Malachite: Malachite has been used as a gemstone and sculptural material for thousands of years and is still popular today.

People enjoy malachite's range of vivid green colors, its bright polish, and the bands and eyes displayed on polished surfaces. Its green color does not fade over time, and that is why powdered malachite has been used as a pigment and coloring agent for thousands of years.

Malachite is a popular material for producing cabochons and beads. It is also cut into thin strips that are used as inlay materials or to make small boxes and ornamental objects.

Although Malachite is popular, its use is limited because it is brittle and has a hardness of only 3.5 to 4. It is not suitable for use in a ring, bracelet, or other jewelry item that might suffer abrasion or impact. In jewelry, malachite is best used in pendants, pins, and earrings.


Jade: Jade is a cultural term for a very durable and often beautiful gem material. Although most people immediately associated jade with China, it has been found in other parts of the world and used as a gem and ornamental stone for thousands of years.
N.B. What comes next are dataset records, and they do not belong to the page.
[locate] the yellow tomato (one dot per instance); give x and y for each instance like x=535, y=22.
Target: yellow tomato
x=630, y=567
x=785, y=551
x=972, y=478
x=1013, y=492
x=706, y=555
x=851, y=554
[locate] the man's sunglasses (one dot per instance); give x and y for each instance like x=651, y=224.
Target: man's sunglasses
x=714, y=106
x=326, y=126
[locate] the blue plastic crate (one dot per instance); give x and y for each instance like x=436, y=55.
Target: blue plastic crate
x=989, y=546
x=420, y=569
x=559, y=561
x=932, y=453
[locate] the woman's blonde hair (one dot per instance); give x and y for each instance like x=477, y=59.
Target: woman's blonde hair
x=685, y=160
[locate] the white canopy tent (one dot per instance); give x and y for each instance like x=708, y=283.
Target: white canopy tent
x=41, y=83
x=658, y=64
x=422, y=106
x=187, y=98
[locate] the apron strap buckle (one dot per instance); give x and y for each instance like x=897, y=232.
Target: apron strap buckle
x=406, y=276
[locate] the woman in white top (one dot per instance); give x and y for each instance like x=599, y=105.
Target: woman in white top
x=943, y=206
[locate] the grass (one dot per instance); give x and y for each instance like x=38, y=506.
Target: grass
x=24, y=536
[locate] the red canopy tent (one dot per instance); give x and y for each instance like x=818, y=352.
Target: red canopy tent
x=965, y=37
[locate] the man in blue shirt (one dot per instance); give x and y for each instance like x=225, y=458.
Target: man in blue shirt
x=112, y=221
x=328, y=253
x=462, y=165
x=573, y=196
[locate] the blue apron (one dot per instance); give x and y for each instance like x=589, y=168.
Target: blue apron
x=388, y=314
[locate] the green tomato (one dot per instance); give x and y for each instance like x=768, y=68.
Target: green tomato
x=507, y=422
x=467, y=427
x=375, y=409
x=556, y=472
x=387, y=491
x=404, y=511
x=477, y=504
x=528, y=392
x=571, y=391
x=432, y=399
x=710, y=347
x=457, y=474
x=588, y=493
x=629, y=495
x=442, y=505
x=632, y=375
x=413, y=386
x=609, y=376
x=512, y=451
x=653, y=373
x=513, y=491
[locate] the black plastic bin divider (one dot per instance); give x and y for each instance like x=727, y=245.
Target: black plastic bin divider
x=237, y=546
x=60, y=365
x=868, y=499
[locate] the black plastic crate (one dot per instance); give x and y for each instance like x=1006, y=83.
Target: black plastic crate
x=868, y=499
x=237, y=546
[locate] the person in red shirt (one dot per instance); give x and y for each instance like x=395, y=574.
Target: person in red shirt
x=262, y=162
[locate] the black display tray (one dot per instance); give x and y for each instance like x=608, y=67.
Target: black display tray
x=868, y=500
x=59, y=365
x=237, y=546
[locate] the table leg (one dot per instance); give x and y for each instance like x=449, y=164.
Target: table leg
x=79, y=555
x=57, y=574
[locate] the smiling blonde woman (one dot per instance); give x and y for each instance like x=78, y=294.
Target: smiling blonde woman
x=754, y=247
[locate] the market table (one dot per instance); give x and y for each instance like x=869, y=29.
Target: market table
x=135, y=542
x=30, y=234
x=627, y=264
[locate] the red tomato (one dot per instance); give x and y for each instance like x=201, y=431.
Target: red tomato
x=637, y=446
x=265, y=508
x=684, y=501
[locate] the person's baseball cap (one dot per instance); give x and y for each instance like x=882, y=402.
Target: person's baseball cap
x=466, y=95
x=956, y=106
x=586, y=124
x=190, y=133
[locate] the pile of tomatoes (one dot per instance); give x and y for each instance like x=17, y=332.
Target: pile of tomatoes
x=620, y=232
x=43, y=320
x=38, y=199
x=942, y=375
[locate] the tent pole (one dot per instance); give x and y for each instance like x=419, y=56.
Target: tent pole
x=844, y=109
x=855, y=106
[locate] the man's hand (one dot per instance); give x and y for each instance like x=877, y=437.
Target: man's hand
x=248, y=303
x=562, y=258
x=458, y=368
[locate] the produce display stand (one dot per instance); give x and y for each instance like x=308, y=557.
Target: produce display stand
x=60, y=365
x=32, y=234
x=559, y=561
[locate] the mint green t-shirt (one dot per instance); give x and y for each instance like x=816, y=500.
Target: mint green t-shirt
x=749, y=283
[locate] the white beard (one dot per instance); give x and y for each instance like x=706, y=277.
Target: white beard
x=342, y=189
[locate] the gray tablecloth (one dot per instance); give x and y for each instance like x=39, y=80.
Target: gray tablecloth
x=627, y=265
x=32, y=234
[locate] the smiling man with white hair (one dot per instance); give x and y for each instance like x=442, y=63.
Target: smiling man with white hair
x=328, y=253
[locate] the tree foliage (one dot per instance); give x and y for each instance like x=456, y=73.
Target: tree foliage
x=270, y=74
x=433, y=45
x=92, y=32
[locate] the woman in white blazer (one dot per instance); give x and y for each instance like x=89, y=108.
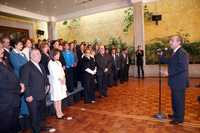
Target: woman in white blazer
x=58, y=89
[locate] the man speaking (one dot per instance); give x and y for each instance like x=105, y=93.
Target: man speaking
x=177, y=78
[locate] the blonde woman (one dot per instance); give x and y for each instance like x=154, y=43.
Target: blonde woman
x=57, y=82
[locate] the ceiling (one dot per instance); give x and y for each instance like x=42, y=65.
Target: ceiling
x=60, y=9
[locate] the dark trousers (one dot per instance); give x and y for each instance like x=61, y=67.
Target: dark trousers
x=102, y=84
x=69, y=79
x=9, y=120
x=89, y=88
x=140, y=68
x=126, y=72
x=122, y=74
x=115, y=76
x=37, y=109
x=178, y=104
x=75, y=78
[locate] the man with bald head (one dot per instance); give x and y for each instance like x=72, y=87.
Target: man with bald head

Up until the 1860s, mineralogists thought that all jade was the same; then they discovered that two minerals with slightly different properties, jadeite and nephrite, were both used as jade. However, Chinese jade artists, who work with the stone every day, knew that jadeite was a superior material for producing fine gems and carvings. The name "jade" persists in common usage because it is familiar; however, experts who know their jade understand the differences between nephrite and jadeite.

People who buy jade must be very careful because many similar minerals are misidentified as jade. Numerous imitation materials are also used to produce jewelry and ornamental items and passed in the market as jade. If you don't know how to distinguish these materials, it is very important to buy from a trusted store or dealer.
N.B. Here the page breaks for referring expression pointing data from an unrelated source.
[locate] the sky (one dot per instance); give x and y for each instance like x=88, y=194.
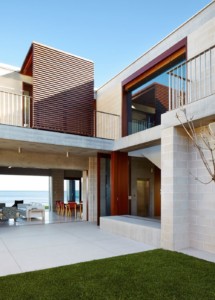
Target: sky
x=111, y=33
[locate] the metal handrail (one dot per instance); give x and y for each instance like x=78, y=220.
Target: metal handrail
x=15, y=109
x=192, y=80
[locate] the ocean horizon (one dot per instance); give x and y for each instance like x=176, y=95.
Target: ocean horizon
x=9, y=197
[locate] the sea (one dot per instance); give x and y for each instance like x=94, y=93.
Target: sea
x=9, y=197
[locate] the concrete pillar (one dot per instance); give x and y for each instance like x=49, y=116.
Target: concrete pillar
x=84, y=193
x=174, y=189
x=92, y=190
x=56, y=187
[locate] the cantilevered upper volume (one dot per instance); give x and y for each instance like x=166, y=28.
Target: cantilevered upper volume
x=62, y=90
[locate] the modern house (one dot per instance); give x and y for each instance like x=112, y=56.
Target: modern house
x=136, y=165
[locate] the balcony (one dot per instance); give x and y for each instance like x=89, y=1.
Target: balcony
x=107, y=125
x=192, y=80
x=15, y=109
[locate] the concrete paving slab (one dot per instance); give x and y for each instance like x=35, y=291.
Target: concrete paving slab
x=36, y=247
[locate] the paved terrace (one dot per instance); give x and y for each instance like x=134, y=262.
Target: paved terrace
x=36, y=247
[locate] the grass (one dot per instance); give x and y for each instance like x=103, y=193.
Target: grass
x=156, y=274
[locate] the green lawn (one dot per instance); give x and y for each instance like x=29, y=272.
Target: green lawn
x=157, y=274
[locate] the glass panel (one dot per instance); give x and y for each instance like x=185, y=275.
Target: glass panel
x=149, y=100
x=105, y=206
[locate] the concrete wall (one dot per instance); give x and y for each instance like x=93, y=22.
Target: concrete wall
x=141, y=169
x=201, y=39
x=11, y=80
x=27, y=159
x=109, y=96
x=174, y=189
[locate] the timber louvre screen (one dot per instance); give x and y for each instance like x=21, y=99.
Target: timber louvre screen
x=63, y=94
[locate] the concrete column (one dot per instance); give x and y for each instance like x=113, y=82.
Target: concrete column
x=84, y=192
x=56, y=187
x=92, y=190
x=174, y=189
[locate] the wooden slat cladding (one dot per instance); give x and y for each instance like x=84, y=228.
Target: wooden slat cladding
x=63, y=91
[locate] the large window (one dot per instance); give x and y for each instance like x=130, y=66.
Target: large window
x=146, y=96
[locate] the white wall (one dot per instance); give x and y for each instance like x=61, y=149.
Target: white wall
x=11, y=80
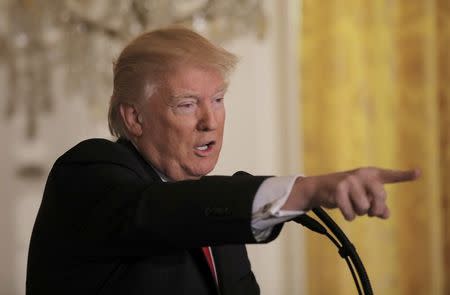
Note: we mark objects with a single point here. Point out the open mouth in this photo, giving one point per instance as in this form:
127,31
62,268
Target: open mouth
206,146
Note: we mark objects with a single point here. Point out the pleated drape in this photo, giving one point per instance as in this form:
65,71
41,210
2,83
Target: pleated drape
375,90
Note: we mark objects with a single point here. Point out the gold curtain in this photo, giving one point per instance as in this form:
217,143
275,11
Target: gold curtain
375,90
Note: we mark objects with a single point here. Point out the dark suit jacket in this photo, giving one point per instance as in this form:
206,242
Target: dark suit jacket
109,225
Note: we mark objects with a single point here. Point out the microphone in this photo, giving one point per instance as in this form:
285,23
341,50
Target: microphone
345,248
310,223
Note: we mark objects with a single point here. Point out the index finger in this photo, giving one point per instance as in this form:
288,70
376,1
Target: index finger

Photo copyright iStockphoto / Steve Patterson.


Diopside: Diopside is a beautiful and relatively inexpensive gemstone that is occasionally seen in commercial jewelry. Specimens that contain chromium have a brilliant green color. Many people who see chrome diopside in a jewelry display initially think that it is an emerald. Then they are surprised to learn it is a gem they have never heard about.

Diopside is a gem best used in earrings, pendants, pins, and brooches because it has a low hardness and fragile cleavage. It is unsuitable for rings and bracelets unless it is placed in a setting that will provide protection against abrasion and impact.

In addition to the green chrome diopside, the gem occurs in two different appearances. One is a translucent light blue to purple granular material known as "violane" which is used for cabochons, beads, and ornamental projects. The other, called "star diopside," is a dark opaque gem with a silk of fine inclusions that, when cut into cabochons, exhibits asterism.



Peridot: Peridot is the name given to specimens of yellowish green to bright green olivine that are suitable for producing gems. Peridot serves as the birthstone for the month of August, and that contributes to its customer awareness and popularity.

Most gem-quality peridot is found in basalt flows, limestones, and dolomites. Much of the world's commercial-quality peridot is mined at the San Carlos Reservation in Arizona. There, a few basalt flows contain nodules of granular olivine that are the source of peridot. This peridot is sent to Asia for cutting and returned to the United States mounted in department store jewelry. Higher quality peridot forms as large crystals during the metamorphism of limestone and dolomite. These deposits are located in Pakistan and Myanmar.

Pallasite meteorites often contain gem-quality crystals of olivine that can be cut into small but interesting gemstones. These are some of the few gemstones on Earth that have an extraterrestrial origin. They are usually small, extremely expensive gems but tremendously interesting.